Deborah Levy inizia questi ricordi ricordando la fase della sua vita quando è scoppiata in lacrime quando è salita su una scala mobile. Quel movimento innocuo la portò in angoli della sua memoria a cui non voleva tornare. Sono quei ricordi che si formano Cose que no quiero sciabola, l'inizio della sua «autobiografia in costruzione».

Questa prima parte di quello che sarà un trittico sulla condizione di essere donna nasce in risposta al saggio “Why I write”, di George Orwell. Tuttavia, Levy non viene a dare risposte. Viene per aprire domande che lascia fluttuare in un'atmosfera formata da tutta la forza poetica della sua scrittura.

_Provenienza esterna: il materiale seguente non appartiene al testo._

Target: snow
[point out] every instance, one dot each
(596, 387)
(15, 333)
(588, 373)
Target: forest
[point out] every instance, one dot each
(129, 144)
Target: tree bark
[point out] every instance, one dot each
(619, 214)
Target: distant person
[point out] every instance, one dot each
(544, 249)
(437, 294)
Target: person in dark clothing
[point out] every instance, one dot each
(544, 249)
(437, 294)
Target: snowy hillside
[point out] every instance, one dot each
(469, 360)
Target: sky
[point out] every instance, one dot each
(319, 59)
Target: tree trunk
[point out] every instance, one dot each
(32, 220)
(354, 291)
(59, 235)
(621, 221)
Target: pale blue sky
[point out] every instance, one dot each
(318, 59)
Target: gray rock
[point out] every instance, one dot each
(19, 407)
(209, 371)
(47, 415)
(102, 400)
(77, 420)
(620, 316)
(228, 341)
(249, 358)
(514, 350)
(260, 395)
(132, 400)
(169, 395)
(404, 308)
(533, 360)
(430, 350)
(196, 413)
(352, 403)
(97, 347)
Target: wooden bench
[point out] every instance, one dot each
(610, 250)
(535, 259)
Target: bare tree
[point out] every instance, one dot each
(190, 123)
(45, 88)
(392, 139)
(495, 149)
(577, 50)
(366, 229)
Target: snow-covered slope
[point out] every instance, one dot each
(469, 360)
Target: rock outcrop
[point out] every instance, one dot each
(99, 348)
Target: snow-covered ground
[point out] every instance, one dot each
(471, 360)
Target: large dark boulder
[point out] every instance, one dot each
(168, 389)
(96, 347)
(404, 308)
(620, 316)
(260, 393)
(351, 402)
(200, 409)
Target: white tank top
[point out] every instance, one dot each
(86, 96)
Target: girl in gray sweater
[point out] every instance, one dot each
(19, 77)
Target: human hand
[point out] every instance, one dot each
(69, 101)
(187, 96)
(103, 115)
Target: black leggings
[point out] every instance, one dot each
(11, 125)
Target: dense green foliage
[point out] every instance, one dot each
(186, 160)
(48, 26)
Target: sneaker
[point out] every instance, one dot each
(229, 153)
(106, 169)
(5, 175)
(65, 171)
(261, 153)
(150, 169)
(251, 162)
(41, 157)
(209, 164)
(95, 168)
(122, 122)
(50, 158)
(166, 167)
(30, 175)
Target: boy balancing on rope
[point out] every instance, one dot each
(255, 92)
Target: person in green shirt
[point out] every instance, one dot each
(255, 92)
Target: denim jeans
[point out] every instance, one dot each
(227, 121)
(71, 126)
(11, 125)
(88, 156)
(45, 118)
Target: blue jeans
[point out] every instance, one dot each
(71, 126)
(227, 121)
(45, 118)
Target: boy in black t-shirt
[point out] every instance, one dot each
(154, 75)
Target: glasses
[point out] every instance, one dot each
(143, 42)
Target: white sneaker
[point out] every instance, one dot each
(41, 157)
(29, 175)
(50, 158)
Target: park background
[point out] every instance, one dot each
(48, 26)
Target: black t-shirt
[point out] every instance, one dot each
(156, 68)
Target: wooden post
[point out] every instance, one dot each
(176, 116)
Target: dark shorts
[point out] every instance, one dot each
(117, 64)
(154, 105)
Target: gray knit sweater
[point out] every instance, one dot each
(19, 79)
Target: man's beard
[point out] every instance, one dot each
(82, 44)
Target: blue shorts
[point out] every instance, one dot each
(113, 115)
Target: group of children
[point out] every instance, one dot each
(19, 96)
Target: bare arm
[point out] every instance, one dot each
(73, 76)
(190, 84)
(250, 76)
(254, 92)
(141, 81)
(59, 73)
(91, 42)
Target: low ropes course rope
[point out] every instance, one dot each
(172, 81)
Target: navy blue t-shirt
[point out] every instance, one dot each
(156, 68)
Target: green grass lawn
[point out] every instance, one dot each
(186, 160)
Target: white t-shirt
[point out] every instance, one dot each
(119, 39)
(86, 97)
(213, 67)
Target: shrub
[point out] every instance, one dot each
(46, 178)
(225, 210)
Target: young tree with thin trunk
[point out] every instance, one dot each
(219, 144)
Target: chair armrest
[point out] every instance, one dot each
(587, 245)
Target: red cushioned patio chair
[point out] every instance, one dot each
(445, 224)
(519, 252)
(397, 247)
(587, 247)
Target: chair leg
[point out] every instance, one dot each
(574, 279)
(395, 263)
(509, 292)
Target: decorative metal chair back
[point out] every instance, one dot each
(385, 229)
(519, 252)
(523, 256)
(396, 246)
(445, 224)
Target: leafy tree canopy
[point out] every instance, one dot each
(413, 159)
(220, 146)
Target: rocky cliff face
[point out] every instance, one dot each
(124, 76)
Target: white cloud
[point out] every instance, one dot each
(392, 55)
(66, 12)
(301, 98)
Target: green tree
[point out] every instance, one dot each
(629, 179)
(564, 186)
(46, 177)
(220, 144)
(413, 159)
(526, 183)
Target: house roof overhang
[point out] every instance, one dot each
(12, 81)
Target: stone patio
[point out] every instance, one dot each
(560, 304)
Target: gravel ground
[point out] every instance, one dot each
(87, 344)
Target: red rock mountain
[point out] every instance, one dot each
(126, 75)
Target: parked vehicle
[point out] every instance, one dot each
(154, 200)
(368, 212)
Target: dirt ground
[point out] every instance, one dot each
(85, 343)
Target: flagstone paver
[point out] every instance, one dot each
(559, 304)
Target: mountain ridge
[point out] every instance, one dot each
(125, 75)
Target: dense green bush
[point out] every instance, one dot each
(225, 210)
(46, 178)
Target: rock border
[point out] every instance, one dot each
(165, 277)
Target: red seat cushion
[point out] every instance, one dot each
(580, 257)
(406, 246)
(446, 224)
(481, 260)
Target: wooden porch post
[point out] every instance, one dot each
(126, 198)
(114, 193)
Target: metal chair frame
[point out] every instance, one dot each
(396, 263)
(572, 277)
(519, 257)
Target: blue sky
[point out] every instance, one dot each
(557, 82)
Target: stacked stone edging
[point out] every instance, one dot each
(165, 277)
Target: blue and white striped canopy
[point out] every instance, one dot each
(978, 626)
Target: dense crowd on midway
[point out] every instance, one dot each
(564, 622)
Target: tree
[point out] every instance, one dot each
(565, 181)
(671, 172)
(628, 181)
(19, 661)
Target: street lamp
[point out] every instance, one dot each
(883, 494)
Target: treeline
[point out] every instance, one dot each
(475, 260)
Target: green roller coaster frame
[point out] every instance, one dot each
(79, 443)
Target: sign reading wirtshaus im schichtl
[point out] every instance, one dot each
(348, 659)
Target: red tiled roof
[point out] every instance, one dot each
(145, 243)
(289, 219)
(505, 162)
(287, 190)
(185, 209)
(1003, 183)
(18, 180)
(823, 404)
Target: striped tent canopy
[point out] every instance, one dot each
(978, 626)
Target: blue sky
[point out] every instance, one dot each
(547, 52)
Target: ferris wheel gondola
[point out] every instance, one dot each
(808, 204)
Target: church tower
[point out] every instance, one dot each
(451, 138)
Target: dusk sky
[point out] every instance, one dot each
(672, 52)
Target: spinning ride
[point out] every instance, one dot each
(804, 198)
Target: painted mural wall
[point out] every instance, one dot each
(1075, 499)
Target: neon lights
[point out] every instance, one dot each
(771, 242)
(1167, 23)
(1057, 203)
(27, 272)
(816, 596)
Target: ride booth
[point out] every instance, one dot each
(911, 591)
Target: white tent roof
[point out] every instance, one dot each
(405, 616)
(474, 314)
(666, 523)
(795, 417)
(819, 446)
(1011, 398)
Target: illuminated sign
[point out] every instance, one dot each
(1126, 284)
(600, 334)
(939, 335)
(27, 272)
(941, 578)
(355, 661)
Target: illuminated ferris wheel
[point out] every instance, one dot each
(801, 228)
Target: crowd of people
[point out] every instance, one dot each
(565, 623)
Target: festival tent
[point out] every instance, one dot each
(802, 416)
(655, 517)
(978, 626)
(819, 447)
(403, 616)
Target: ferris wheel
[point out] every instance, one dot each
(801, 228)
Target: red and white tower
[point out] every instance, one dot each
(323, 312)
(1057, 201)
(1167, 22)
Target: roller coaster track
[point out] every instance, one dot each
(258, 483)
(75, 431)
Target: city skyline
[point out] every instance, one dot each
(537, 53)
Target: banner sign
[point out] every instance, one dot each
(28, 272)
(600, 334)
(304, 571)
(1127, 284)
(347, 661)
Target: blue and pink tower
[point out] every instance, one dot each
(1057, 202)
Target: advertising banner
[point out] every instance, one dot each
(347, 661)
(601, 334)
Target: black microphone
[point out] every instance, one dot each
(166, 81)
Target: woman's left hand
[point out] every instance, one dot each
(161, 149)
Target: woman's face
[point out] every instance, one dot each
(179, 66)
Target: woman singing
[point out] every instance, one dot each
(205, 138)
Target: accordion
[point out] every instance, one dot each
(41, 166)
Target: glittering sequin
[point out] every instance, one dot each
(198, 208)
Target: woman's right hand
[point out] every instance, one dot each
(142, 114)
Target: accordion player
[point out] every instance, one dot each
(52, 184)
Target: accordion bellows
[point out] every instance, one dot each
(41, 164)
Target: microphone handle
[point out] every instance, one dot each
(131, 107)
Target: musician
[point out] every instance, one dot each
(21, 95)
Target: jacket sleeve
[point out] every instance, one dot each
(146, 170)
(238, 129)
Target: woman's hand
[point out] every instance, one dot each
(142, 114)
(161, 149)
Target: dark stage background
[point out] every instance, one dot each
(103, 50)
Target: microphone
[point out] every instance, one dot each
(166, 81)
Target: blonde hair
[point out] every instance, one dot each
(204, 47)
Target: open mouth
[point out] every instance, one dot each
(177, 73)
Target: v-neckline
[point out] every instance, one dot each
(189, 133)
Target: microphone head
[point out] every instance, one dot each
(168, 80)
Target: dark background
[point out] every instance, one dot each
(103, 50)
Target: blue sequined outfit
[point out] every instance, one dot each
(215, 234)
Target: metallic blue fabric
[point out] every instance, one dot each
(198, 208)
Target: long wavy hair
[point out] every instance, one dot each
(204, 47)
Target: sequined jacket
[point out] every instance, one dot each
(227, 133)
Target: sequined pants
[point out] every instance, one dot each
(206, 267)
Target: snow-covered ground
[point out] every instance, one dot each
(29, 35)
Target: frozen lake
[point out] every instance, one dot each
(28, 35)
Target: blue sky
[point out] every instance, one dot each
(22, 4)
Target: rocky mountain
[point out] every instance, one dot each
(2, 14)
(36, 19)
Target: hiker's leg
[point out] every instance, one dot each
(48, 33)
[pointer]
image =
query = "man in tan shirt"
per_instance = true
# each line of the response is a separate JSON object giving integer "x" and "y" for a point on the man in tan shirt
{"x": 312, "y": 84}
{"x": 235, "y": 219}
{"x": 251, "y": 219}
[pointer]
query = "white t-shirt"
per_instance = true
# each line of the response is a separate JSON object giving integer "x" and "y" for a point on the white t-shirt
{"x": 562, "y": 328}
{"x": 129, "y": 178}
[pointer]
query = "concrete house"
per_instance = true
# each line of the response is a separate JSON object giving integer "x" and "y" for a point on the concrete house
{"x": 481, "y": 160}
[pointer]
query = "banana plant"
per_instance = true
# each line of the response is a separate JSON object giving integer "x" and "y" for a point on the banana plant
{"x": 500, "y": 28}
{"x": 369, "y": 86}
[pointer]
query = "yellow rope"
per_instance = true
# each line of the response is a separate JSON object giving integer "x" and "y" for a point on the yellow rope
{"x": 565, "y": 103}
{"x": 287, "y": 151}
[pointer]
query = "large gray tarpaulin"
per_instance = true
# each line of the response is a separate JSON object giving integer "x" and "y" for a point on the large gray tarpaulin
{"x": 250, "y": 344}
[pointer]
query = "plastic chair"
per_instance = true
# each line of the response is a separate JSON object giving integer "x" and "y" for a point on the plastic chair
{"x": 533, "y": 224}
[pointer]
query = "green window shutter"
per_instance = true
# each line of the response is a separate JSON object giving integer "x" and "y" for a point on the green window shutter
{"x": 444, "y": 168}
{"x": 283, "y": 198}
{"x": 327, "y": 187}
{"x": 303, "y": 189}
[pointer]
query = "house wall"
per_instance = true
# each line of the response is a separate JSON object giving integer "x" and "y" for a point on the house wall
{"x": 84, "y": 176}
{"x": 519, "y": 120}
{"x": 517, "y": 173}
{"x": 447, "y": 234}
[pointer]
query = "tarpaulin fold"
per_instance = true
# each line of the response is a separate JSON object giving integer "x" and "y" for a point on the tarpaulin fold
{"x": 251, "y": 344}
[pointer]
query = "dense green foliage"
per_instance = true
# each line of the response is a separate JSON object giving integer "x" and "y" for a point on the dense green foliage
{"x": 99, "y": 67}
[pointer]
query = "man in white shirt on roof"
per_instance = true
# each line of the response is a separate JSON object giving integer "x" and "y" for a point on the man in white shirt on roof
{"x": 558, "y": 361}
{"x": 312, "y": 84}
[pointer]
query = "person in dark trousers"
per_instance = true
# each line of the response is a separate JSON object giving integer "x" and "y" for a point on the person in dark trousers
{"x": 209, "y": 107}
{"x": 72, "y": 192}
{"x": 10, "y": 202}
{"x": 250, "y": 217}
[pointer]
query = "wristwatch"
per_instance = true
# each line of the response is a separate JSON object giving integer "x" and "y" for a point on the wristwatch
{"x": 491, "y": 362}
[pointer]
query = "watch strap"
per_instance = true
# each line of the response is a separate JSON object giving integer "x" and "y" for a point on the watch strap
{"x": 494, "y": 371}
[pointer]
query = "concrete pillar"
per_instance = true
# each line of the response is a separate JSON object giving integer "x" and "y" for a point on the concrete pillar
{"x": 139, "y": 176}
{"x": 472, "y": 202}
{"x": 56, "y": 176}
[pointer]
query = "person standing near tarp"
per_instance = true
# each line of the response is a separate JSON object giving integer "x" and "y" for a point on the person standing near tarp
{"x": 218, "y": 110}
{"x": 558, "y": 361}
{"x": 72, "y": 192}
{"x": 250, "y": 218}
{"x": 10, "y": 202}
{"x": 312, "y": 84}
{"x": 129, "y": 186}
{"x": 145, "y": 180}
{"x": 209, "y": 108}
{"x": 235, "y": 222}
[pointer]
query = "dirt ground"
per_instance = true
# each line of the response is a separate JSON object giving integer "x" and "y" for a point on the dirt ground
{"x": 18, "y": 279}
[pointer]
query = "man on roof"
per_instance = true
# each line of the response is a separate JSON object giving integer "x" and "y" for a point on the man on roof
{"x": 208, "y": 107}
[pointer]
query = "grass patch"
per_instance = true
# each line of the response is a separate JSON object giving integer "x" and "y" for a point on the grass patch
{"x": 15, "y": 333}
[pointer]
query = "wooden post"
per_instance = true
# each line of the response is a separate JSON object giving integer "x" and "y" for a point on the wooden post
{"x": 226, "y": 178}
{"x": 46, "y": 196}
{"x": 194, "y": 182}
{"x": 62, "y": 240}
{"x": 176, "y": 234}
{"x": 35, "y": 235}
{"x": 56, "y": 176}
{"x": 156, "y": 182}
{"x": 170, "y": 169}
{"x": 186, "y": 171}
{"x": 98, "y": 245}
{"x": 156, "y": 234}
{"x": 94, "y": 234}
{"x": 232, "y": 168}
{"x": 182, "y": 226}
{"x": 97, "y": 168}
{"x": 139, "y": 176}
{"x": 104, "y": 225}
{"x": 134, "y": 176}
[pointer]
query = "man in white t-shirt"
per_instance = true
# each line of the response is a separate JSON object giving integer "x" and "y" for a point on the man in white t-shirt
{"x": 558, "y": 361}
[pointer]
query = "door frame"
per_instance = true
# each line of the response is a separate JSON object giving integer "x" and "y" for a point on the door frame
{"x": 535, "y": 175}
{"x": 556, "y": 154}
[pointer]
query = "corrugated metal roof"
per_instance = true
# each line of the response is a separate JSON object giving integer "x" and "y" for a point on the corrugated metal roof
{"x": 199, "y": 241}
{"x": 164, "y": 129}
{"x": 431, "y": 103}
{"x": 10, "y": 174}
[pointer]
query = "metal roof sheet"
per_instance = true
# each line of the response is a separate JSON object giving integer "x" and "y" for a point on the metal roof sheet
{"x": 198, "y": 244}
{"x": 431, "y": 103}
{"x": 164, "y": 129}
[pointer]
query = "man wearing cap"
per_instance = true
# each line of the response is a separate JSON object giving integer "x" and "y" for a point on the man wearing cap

La sua magia non è altro che quella degli imprevedibili nessi della memoria: il primo morso di un'albicocca la porta all'uscita dei suoi figli da scuola, osservando le altre mamme, "giovani donne trasformate in ombre di ciò che erano state"; il grido di una donna riporta la neve caduta su suo padre nell'apartheid di Johannesburg, poco prima che fosse imprigionato; l'odore del curry la riporta alla sua adolescenza a Londra, scrivendo sui tovaglioli da pub e sognando una stanza tutta sua. Leggere Levy è voler entrare nei suoi ricordi e lasciarsi trasportare dalla calma e dall'equilibrio di chi ha imparato tutto ciò che sa (e tutto ciò che non vuole sapere) a forza di cercare la propria voce.

Il costo della vita

Deborah Levy inizia a scrivere questo libro quando, all'età di cinquant'anni, è costretta a reinventarsi: il suo matrimonio è finito, il suo reddito è in calo, sua madre sta morendo e le sue figlie iniziano a lasciare il nido. In un momento in cui la vita dovrebbe diventare placida e imperturbabile, Levy decide di abbracciare il caos e l'instabilità in cambio del recupero, nascosto sotto strati e strati di rassegnazione, un nome proprio.

Attraverso un dialogo con intellettuali come Marguerite Duras o Simone de Beauvoir, e attraverso ricordi che evoca con eloquenza, sensibilità e un delizioso senso dell'umorismo, Levy si chiede qual è questo ruolo immaginario scritto da uomini e interpretato da donne che chiamiamo «femminilità ". Chi ha lottato per essere libero e costruirsi una vita propria sa che è proprio questo: una lotta continua in cui si paga il costo della vita.